Es justo su endeblez conceptual lo que le confiere eficacia política al nombre. La historia del fascismo es también la de su normalización, ya sea por el abuso en la expansión de su semántica o porque disfruta del extraño privilegio de no ser tomado en serio.
Con sus aspavientos teatrales, hasta los mayores esbirros fascistas podían tener una comicidad inocente de muñecos de guiñol. El propio Mussolini gesticulando en los balcones como un tenor de ópera, hinchando el pecho, la barbilla levantada, los brazos en jarras, ¿no era demasiado histriónico como para ser peligroso? Quién iba a tomarse en serio a estos comediantes desvergonzados, tan demagogos, tan inverosímiles.

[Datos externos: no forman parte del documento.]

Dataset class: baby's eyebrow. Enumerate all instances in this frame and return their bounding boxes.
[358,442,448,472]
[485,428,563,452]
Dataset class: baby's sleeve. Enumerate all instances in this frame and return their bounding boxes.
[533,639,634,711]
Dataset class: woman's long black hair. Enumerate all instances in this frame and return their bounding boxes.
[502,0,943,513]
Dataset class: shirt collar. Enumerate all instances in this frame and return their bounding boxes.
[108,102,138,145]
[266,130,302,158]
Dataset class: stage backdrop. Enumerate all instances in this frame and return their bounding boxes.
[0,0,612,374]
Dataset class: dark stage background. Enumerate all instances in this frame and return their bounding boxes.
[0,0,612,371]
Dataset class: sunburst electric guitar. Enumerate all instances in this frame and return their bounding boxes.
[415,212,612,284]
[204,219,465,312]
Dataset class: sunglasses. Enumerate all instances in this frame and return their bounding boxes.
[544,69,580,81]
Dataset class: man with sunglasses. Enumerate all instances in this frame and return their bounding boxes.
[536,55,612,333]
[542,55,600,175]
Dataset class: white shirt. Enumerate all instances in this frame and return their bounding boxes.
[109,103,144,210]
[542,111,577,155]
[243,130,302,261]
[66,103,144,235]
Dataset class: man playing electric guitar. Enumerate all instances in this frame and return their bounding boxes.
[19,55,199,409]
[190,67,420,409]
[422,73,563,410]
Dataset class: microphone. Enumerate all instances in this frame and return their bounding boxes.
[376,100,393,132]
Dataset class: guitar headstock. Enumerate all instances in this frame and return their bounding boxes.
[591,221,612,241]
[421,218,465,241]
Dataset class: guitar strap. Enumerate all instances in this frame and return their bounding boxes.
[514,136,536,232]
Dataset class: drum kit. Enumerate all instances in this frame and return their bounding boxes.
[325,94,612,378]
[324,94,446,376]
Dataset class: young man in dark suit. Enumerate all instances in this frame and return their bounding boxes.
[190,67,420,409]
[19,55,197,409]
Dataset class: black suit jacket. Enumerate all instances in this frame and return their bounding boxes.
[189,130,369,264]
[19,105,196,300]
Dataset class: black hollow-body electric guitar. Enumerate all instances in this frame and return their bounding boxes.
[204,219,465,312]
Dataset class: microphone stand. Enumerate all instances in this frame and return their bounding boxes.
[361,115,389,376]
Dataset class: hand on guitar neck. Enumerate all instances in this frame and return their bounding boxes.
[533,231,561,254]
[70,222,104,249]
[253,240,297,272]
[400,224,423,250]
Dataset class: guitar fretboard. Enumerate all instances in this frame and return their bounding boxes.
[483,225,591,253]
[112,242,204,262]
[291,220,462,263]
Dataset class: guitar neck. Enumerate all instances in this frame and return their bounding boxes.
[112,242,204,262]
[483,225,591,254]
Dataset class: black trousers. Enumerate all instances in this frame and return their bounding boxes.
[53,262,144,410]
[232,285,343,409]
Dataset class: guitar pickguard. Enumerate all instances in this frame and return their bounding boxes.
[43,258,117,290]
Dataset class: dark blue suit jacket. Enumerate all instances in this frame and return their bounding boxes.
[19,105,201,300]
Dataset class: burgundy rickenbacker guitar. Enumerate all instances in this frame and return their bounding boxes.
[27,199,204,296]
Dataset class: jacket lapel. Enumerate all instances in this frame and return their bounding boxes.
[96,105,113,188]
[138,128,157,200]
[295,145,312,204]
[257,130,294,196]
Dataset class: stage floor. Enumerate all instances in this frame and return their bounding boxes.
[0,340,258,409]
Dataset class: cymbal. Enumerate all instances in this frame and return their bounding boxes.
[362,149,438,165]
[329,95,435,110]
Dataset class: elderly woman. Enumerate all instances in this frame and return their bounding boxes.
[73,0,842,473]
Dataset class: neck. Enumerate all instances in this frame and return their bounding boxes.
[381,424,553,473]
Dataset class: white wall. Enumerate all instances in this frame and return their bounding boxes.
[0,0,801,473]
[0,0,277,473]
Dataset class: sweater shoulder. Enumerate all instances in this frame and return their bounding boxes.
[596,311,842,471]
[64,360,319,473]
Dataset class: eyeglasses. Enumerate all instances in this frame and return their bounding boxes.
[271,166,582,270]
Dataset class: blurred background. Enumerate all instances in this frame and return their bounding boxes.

Se reconoce que la palabra fascismo tiene carácter de sinécdoque; es más, es un término borroso, en un enjambre de contradicciones, y esto desde su primerísima figura histórica. Aun así, George Orwell afirmaba que “en términos generales, sabemos de lo que estamos hablando”. Lo que le interesaba a Orwell era llamar la atención sobre el hecho lingüístico de que en política la palabra fascismo había perdido su último vestigio de significado. “Se equivocan. Este fascismo derrotado está más vigente que nunca”, declaraba en 1949. No se equivocaba. Hay quienes piensan que definir a determinados partidos como “posfascistas” es afirmar que lo que proponen es el regreso a las manos en alto, a la estética de los símbolos siniestros, y a la visión solo violenta de la política. Esta caricaturización les otorga un extraño privilegio de no tomarlos en serio.

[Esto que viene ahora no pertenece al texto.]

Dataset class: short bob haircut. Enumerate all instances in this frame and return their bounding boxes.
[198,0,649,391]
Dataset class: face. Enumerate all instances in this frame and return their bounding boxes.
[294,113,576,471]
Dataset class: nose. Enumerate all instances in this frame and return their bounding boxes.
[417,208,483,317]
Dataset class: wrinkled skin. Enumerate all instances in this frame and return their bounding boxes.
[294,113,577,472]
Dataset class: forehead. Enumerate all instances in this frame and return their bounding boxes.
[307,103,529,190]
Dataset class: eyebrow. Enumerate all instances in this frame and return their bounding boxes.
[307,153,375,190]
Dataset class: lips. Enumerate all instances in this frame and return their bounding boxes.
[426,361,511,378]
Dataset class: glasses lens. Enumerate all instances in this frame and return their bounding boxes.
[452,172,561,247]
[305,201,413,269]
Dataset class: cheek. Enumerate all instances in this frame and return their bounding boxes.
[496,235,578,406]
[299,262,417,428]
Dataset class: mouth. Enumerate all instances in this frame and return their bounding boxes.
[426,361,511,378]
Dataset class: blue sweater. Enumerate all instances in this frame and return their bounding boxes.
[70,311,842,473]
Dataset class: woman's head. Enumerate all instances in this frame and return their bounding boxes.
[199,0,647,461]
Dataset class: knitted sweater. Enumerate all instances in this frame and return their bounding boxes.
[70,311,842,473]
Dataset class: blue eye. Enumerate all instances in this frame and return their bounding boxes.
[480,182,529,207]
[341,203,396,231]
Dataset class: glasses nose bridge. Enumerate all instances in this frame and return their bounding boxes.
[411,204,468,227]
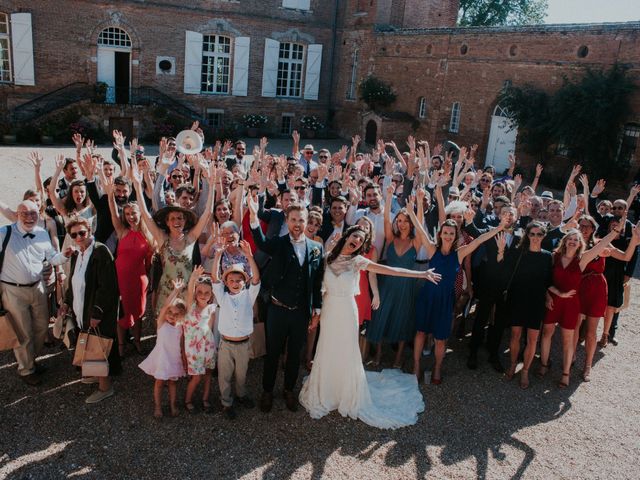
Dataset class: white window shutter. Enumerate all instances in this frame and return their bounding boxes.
[11,13,36,85]
[304,44,322,100]
[184,30,202,94]
[262,38,280,97]
[231,37,251,97]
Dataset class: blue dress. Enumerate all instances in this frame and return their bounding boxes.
[367,243,417,343]
[416,250,460,340]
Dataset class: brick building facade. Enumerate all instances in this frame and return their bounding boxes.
[0,0,640,181]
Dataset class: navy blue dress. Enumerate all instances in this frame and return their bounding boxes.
[416,250,460,340]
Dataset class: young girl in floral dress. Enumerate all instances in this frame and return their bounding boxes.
[183,266,216,412]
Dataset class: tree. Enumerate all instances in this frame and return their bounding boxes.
[499,64,637,177]
[458,0,548,27]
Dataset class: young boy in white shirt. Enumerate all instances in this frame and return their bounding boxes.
[211,240,260,420]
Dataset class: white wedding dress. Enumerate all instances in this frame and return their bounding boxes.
[300,256,424,428]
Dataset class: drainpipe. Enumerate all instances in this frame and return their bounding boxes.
[326,0,340,133]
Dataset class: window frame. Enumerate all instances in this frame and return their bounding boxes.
[449,102,461,133]
[0,12,13,83]
[276,42,307,98]
[200,33,234,95]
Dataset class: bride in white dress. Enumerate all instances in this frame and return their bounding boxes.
[300,226,440,428]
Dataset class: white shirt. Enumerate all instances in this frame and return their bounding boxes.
[0,223,68,285]
[71,241,96,328]
[213,282,260,338]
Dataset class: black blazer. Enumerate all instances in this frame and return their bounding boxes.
[65,241,120,338]
[251,228,324,314]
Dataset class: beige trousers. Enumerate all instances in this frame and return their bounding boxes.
[0,282,49,376]
[218,338,251,407]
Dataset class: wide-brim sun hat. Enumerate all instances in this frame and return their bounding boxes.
[153,205,198,231]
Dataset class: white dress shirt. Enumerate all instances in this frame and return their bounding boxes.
[71,241,95,328]
[0,223,68,285]
[213,282,260,338]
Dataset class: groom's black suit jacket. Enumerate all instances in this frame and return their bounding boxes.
[251,228,324,314]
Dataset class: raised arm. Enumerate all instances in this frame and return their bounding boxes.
[458,208,504,263]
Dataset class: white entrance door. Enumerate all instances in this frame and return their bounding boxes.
[98,47,116,103]
[485,105,518,175]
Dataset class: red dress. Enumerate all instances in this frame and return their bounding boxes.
[580,257,607,318]
[544,253,582,330]
[116,230,152,329]
[356,247,374,325]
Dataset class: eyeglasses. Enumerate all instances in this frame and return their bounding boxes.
[69,230,89,240]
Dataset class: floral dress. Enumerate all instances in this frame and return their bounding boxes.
[183,303,216,375]
[156,239,195,315]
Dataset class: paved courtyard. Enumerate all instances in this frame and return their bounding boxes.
[0,142,640,479]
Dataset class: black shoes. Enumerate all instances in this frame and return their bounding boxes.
[467,350,478,370]
[260,392,273,413]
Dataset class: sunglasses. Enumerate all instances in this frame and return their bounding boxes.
[69,230,89,240]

La realidad es que los anclajes de estos movimientos extremos se basan en concepciones políticas elaboradas. Sus líderes no son representantes de un peligro provisional. Ya están aquí, en el corazón mismo del sistema. Su fuerza aumenta a medida que penetran en las instituciones, como hemos visto con Bolsonaro y Trump. La política ha pasado de ser una actividad basada en la gestión de intereses, a una actividad diseñada en la gestión de emociones.

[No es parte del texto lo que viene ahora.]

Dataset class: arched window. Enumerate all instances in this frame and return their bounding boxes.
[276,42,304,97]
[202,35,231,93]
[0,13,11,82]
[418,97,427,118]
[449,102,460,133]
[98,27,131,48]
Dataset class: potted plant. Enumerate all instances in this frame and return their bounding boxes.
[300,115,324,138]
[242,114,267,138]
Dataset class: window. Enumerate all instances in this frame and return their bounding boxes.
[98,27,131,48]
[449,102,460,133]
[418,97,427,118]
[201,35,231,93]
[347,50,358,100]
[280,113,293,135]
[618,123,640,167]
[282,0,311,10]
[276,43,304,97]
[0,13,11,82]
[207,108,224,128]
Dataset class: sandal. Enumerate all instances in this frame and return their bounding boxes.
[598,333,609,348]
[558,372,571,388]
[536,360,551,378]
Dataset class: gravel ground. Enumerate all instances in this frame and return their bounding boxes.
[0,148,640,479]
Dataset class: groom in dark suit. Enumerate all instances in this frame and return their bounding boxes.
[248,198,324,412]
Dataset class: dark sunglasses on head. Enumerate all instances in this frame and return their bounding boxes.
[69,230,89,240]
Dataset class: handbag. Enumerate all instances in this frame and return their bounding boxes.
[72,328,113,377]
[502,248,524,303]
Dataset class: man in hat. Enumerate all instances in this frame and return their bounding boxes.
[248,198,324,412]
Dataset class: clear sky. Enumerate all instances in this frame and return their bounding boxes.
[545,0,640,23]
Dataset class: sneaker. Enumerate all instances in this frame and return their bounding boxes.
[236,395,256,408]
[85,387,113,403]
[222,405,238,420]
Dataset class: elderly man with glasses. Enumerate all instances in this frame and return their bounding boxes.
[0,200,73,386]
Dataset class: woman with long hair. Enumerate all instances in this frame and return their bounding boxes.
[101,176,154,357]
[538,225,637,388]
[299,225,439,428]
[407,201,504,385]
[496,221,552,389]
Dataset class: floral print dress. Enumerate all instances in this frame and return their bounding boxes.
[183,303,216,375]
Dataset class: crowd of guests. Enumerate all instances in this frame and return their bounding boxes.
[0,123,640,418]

La precandidata a presidenta, Patricia Bullrich, confesó que tiene un postulante para la intendencia de La Matanza. Uno de esos fascistas que no se reconocen que lo son: José Luis Chilavert. “A mí me encantaría”, declaró. Esto no es nuevo. Meses atrás, el exarquero paraguayo se fundía en un abrazo con Patricia Bullrich. La presidenta del PRO no dudó en expresar que “con José Luis coincidimos en la urgente necesidad de preservar las libertades”. Sacaron a relucir la palabrita mágica: libertad. El pensamiento neoliberal, tan asociado a la extrema derecha, tiende a privilegiar la “Libertad” (con mayúsculas) por encima de todas las cosas. Más, si esa “Libertad” es defendida desde los parámetros económicos. Cuando Bullrich y Chilavert hablan de libertad, están hablando, fundamentalmente, de libertad económica, desregularizada, flexible, sin ataduras; alejada de todo control del Estado y de los derechos colectivos.
El exarquero de Vélez Sarsfield se encuentra en plena campaña presidencial en Paraguay, donde este 30 de abril se elegirá al próximo jefe de Estado. Su intención de voto roza el 3%. Una sensación donde habita el vacío. Hace unos meses escribió un tuit de furia transversal de perro lobo: “El terrorismo no tiene cabida en Vélez”. Se refería al homenaje de tres hinchas detenidos desaparecidos durante la dictadura militar, propuesto por la Comisión por la Memoria, la Verdad y la Justicia de Liniers, Mataderos y Villa Luro. “En Vélez no”, sentenció, como si el cortijo fuera suyo. Lógicamente, Vélez le dijo sí al homenaje y no al fascismo de Chilavert. El fascismo no se blanquea, venga con el empaque que venga.